Trois sources d’« images fixes » intéressent particulièrement l’historien : la caricature, la bande dessinée et la photographie. L’apport de chacune d’elle à l’histoire est souligné avant que ne soient présentées les méthodes à mettre en œuvre pour leur étude rigoureuse. Le professeur trouvera d’intéressants exemples de décodage de la photographie de presse et de décryptage de bande dessinée.
Les sources audiovisuelles sont des supports nouveaux et déroutants pour l’historien ; « l’apport essentiel de Pierre Sorlin » et celui de Marc Ferro « pour qui le film doit devenir une des sources de base de l’historien des sociétés contemporaines » sont bien soulignés avant que ne soient présentés les centres de conservation des documents cinématographiques, radiophoniques et télévisuels, puis les types de productions audiovisuelles intéressant l’historien : journaux télévisées, films documentaires, films de fiction (films réalistes et néo-réalistes, cinéma social, films « de mémoire »).
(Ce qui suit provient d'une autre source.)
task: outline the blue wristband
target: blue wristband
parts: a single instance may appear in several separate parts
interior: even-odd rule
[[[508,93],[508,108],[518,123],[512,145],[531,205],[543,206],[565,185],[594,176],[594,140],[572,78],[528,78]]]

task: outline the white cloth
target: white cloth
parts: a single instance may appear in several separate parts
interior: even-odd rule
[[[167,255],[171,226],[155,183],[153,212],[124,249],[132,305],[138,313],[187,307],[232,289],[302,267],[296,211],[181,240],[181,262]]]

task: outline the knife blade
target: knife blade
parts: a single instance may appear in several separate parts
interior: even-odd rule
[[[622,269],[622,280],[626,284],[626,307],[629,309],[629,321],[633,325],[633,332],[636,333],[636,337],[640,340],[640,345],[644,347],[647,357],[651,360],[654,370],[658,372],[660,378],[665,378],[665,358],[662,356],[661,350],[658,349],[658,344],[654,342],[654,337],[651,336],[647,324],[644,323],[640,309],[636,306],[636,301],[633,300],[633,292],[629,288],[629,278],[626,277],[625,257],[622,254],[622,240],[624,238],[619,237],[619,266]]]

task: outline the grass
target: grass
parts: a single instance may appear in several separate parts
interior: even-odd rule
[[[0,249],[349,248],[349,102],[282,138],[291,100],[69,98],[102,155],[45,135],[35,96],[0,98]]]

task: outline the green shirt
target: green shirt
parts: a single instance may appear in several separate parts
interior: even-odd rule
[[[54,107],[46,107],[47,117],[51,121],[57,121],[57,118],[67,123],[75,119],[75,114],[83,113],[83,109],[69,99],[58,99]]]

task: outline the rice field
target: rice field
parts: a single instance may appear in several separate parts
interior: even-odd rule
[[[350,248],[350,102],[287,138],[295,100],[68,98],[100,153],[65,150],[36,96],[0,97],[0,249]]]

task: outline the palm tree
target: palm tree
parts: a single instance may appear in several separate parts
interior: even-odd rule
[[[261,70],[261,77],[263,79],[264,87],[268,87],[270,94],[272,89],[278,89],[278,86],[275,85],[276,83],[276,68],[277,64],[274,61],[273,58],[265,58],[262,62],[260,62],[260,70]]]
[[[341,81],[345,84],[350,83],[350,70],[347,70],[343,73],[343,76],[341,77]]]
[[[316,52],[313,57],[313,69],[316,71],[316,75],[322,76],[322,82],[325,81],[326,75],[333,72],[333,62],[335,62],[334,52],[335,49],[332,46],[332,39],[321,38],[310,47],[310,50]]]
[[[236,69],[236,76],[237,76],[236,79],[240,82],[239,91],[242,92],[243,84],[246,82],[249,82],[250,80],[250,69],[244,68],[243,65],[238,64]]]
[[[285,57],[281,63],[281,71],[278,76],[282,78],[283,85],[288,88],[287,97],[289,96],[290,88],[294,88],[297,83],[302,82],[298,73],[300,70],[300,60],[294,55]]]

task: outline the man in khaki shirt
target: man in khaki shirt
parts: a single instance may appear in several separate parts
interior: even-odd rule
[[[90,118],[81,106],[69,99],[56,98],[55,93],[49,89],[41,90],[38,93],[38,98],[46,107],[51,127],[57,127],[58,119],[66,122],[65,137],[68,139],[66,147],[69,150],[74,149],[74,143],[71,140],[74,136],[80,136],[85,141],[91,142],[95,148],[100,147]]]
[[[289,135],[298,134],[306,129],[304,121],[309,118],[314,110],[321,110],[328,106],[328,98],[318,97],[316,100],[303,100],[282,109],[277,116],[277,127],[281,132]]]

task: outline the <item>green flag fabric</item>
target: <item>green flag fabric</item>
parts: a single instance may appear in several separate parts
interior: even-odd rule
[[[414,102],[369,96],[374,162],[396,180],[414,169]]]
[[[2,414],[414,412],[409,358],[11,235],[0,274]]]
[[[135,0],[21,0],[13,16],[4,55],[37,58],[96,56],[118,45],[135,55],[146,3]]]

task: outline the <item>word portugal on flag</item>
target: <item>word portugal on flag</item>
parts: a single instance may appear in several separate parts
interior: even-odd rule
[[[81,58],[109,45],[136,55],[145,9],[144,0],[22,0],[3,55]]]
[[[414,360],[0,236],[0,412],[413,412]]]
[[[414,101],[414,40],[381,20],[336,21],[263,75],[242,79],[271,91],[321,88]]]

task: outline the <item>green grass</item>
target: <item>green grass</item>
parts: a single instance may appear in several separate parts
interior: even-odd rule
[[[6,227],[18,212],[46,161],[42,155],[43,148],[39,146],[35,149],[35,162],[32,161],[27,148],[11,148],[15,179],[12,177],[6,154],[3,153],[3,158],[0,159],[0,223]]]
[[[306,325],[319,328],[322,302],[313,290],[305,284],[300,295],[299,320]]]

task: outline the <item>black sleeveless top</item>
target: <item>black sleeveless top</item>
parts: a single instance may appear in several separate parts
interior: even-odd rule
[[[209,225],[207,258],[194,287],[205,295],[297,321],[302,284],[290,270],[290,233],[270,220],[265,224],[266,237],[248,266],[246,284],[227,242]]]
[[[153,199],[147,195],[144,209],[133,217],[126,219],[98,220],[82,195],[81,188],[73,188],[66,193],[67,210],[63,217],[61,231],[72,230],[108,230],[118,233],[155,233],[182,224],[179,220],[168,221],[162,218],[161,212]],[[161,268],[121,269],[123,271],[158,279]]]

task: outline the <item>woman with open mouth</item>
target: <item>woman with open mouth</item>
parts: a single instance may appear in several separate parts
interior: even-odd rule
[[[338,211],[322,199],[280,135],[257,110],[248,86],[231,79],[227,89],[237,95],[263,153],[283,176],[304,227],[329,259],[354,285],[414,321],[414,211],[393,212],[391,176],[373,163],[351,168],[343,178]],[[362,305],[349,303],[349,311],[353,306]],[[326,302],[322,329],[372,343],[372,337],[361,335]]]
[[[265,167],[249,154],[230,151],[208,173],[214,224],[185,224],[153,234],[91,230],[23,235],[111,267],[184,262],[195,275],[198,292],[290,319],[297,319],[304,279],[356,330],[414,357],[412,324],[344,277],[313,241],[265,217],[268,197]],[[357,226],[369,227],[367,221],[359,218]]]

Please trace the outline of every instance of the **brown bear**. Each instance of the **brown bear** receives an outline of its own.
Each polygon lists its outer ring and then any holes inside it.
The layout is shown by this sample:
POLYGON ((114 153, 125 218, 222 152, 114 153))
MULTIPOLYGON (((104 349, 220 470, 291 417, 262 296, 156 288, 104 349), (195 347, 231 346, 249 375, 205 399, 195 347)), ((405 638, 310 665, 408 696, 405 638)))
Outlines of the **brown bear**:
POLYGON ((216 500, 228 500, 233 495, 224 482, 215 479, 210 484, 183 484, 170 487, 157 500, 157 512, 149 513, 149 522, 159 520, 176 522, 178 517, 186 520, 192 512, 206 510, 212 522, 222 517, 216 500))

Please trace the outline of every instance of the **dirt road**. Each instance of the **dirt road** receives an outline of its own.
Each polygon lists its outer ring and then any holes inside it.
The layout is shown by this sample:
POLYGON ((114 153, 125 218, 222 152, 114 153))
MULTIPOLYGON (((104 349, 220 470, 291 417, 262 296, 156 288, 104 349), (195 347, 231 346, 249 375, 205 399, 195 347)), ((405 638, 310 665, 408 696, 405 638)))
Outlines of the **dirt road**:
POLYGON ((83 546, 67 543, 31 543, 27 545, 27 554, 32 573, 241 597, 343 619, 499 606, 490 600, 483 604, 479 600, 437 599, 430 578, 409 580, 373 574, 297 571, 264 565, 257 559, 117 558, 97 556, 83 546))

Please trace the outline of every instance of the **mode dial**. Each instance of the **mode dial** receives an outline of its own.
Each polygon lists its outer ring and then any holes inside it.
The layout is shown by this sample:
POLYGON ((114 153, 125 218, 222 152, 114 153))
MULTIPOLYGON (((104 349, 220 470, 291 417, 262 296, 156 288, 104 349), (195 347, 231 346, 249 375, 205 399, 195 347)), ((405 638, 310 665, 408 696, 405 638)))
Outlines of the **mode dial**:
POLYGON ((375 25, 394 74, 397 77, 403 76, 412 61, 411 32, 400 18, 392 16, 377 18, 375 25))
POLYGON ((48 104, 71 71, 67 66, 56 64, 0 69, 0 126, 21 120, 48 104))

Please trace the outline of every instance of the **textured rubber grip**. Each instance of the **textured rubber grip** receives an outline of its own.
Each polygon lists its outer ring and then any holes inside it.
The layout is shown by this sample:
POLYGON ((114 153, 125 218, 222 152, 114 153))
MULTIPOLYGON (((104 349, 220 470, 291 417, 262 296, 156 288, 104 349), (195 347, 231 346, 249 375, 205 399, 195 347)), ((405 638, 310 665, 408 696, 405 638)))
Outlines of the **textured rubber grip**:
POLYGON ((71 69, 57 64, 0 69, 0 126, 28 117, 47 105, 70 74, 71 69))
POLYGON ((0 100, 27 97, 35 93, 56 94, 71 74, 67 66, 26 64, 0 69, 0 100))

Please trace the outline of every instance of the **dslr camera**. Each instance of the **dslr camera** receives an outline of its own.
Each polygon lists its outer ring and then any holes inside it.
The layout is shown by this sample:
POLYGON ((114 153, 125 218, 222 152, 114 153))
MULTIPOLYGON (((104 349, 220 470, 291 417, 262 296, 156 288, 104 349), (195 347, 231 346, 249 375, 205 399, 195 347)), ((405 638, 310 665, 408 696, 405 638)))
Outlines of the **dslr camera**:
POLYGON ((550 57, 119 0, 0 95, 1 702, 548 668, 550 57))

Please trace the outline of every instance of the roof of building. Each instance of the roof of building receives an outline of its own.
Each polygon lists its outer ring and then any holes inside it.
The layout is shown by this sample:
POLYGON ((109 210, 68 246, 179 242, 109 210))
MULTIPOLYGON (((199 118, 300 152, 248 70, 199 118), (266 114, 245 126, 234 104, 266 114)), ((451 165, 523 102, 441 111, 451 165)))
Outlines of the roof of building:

Quelques pages sont enfin consacrées à l’approche méthodologique de l’étude de film.
Internet et les sources numérisées
Utiles au chercheur, elles le sont aussi au professeur qui souhaite utiliser cet immense espace de documentation avec méthode et efficacité, et qui doit apprendre à ses élèves à le faire quand ils les encadre dans leurs activités de recherche.
« Internet se révèle comme un instrument utile, pratique et rapide tout au long d’une recherche en histoire immédiate : depuis le moment où l’historien teste un sujet, hésite sur la problématique, s’efforce de repérer les principaux gisements de sources, jusqu’à la phase d’analyse de la documentation numérisée ».
Dictionnaires, encyclopédies (dont Wikipédia), sites généralistes et institutionnels, moteurs de recherche sont identifiés et présentés. Le lecteur apprend à constituer une bibliographie, à repérer des sources, à analyser de la documentation numérisée.
L’intérêt d’Internet est aussi d’offrir aux historiens sur certains thèmes une documentation nouvelle et originale. De nombreux sites sont présentés ou évoqués, sites officiels, sites de journaux, d’associations, de mouvements et de partis ; des dizaines d’adresses sont données.
Internet est à l’origine de plusieurs nouveaux supports d’expression individuelle et collective qui permettent de faire partager ses connaissances et d’en débattre : « sites personnels », « pages personnelles » proposées par les serveurs à leurs abonnés, forums et listes de discussions, « chats, « blogs ». Autant de gisements de nouvelles archives dont il faut connaître et maîtriser les outils d’exploitation.
Internet pourrait être un lieu d’échanges, de débat, de diffusion pour les historiens. Une communication scientifique peut en effet s’établir entre trois types de site : les sites personnels de chercheurs, les sites d’équipes de recherche, les « portails » généralistes. Force est de constater que ces sites sont encore rares et, qu’à la différence de leurs collègues américains (l’auteur signale l’existence du « remarquable portail H-net de l’Université du Michigan »), les « historiens et chercheurs français n’ont pas encore fait du Web un lieu de débat » et qu’ils semblent souffrir d’une « absence d’une culture de la discussion ».
Le livre se termine par un plaidoyer pour que « la maîtrise de ces nouvelles technologies » qui « modifient considérablement et avantageusement les conditions de la recherche (…) trouve toute sa place dans la formation universitaire des historiens ; ce qui est loin d’être le cas aujourd’hui en Europe, notamment en France ».